Sweden - Rules limiting tax deductibility of interest paid to affiliated companies established in other EU/EEA States

On June 9, 2021 the Commission decided to send a complementary letter of formal notice to Sweden, drawing its attention to the incompatibility of its legislation limiting tax deductibility of cross-border intra-group interest payments with Union law. Under this scheme, interest deductibility is denied in relation to loan arrangements between affiliated companies established within the EU/EEA, irrespective of whether the terms and conditions of those arrangements remain at arm's length or not. In its ruling of 20 January 2021 in case C-484/19 Lexel, the Court of Justice held that the scheme amounts to an unjustifiable restriction on the freedom of establishment set out in Article 49 TFEU. While Sweden introduced some modifications to the rules in question as of 2019, their general design remains unchanged and the infringement is yet to be remedied. The Commission had sent a letter of formal notice in 2014. Sweden has two months to address the shortcomings identified by the Commission, after which the Commission may decide to send a reasoned opinion.

 

Greece - Failure to comply with EU VAT rules on postal services

The European Commission has decided to send a letter of formal notice to Greece for its failure to properly apply EU rules regarding the VAT exemption of postal services. According to the Court of Justice, the exemption provided for in the VAT Directive (Article 132(1)(a) of Council Directive 2006/112/EC) is intended to encourage specific activities in the public interest. This general objective takes the form, in the postal sector, of offering postal services that meet the essential needs of the population at a reduced cost. It follows that postal services provided by the Universal Service Provider, the Hellenic Post (‘ΕΛΤΑ') for which the terms have been individually negotiated (such as bulk mail, special discounts, commercial agreements with specific organisations), and other services which are not part of the universal postal service,) do not constitute activities of public interest since those services, by their very nature, meet the special needs of the users concerned. The Court of Justice has clearly ruled that the option to negotiate contracts with customers individually does not correspond, in principle, with the concept of universal service provision. Therefore, such services do not qualify for the VAT exemption. In consequence, by exempting all postal services provided by the Hellenic Post (including those not meeting the essential needs of the users concerned), Greece has failed to fulfil its obligations under Council Directive 2006/112/EC of 28 November 2006 on the common system of VAT. Greece has two months to address the shortcomings identified in this letter of formal notice. If Greece does not act within the next two months, the Commission may decide to send a reasoned opinion.

 

Bulgaria – The Commission requests BULGARIA to abolish exemption for undertaxed subsidiaries

The Commission has today decided to send a letter of formal notice to Bulgaria drawing its attention to the tax treatment of undertaxed subsidiaries.

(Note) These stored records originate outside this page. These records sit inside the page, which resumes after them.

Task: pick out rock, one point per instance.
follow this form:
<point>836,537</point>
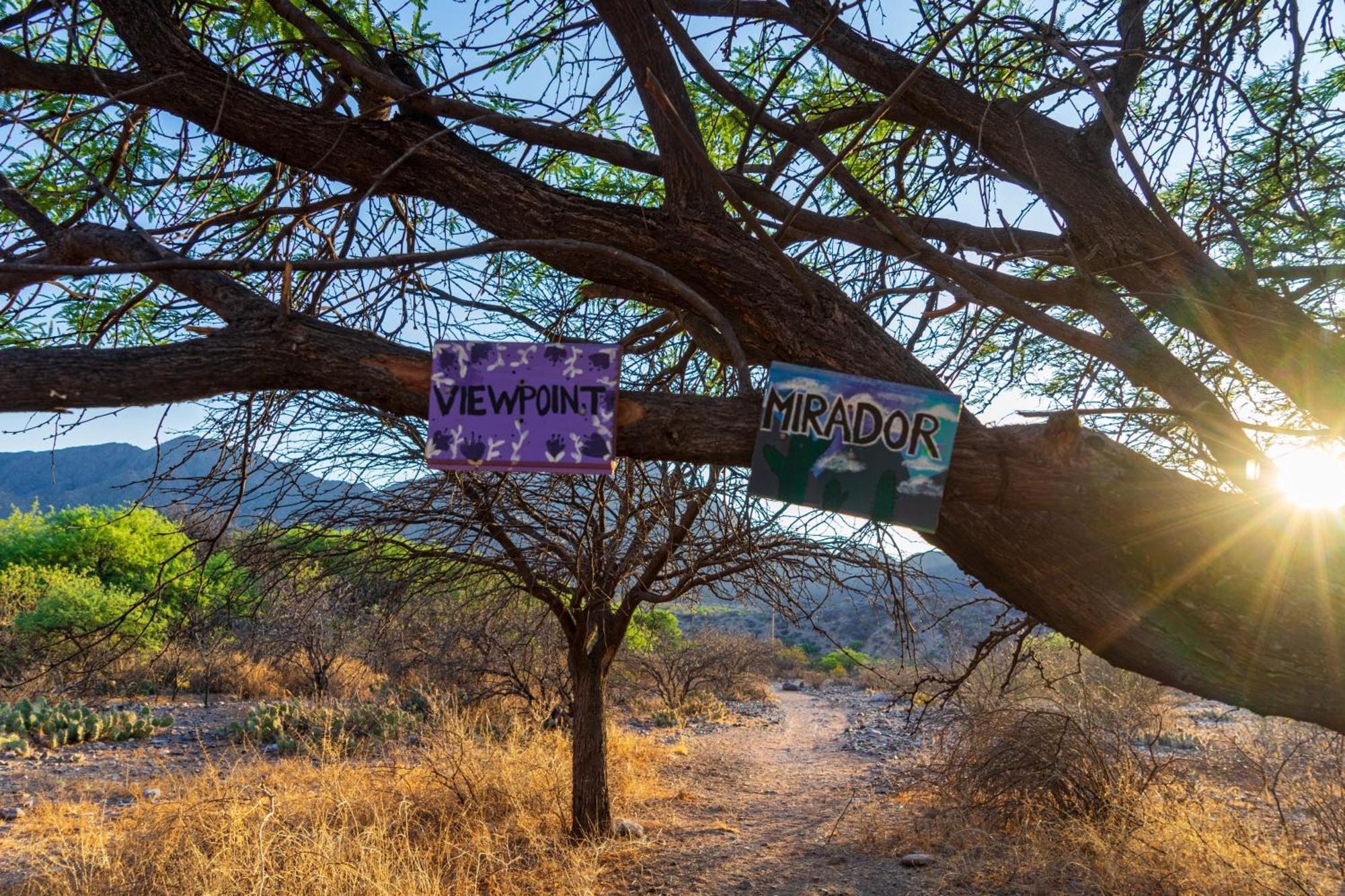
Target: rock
<point>626,827</point>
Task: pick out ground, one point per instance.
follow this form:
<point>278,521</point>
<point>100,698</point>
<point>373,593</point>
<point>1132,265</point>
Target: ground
<point>767,809</point>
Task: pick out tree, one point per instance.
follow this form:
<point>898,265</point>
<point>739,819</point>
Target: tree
<point>594,552</point>
<point>679,666</point>
<point>734,184</point>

The taxation of such companies is required under Council Directive (EU) 2016/1164. The anti-avoidance rules allow the Member State where a parent company is based to tax not only the profits of that parent company, but also the profits of its subsidiaries that do not pay sufficient corporate tax (or no tax) in their jurisdiction of residence. The current legislation transposing this Directive in Bulgaria includes an undue exemption for subsidiaries (also known as controlled foreign companies), which are subject to “alternative forms of taxation”. Such an exemption is not allowed by the Directive. The Commission therefore considers that the undue exemption of subsidiaries that are subject to “alternative forms of taxation” constitutes an infringement to the Anti-Tax Avoidance Directive. Bulgaria has two months to address the shortcomings identified by the Commission after which the Commission may decide to send a reasoned opinion.